Once the grapes have matured, half of the Marzemino bunches are harvested exclusively by hand, checked and delicately placed in special small crates to begin the drying period in cellars at a controlled temperature and humidity. The grapes further evolve and mature for several months and through the natural drying process they develop notes and scents that will give the wine harmony and richness. For the other half of the clusters, we wait for maximum, natural ripening before the rains arrive, and then they are harvested by hand and pressed.
The fresh grapes undergo a very slow and gentle crushing, so as not to only partially break the berrie in order to prolong the subsequent fermentation.
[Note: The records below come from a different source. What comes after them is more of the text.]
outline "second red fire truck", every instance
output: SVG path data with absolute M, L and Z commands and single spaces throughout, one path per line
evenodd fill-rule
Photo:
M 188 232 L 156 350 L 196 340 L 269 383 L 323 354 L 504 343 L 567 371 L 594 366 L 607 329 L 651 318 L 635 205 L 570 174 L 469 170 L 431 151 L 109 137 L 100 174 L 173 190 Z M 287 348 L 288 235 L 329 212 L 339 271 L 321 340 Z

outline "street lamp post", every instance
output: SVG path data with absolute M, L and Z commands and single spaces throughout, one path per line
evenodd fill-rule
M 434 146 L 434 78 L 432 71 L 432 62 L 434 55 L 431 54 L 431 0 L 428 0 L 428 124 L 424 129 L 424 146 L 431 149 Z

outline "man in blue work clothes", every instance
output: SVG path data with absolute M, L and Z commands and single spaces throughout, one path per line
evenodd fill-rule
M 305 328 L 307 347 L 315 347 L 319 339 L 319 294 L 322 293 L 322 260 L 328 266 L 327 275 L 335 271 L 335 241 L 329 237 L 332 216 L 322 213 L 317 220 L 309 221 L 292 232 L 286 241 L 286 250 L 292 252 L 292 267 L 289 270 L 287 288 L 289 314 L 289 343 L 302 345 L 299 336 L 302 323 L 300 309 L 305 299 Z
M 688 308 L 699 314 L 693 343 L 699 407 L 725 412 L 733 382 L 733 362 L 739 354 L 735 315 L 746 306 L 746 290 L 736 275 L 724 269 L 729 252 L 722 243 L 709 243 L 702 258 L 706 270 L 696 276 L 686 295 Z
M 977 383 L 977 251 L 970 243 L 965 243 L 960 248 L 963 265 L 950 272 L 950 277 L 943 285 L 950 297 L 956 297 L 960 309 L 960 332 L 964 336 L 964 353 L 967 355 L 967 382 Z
The crushing of the dried grapes takes place in late autumn, after months of drying in the drying lofts. Given the firmness of the berries, they are 'shelled': the little juice that is released will be the base on which the yeasts will begin their very slow fermentation.
Fermentation of the fresh grapes: following two nights' rest at 8°C, the crushed grapes are inoculated with specific yeasts that will enhance the organoleptic characteristics typical of the variety. Fermentation is slow, at a controlled temperature and pumping over is brief but frequent. Fermentation of the raisins: the addition of the selected yeasts takes place immediately, although the temperature of the must is rather low given the season (7-9°C). Fermentation is very slow and can last up to weeks. During this period the wine extracts the best components from the skins and seeds, enhancing its structure and aromatic richness and character.
After malolactic fermentation, the two components rest and sediment settles for a few months before being transferred to oak barrels. The various components are then combined to prepare for bottling and the subsequent phase of refinement occurs in the bottle.
A wine boasting a unique and recognisable personality, it expresses itself with an intriguing aromatic profile that ranges from ripe and warm fruit, tending to passito aromas such as plum and morello cherry, to a spiciness of eucalyptus and coriander with balsamic and almond notes. The palate is offered a dense but delicate structure and its fruity freshness in the aftertaste makes it a great red.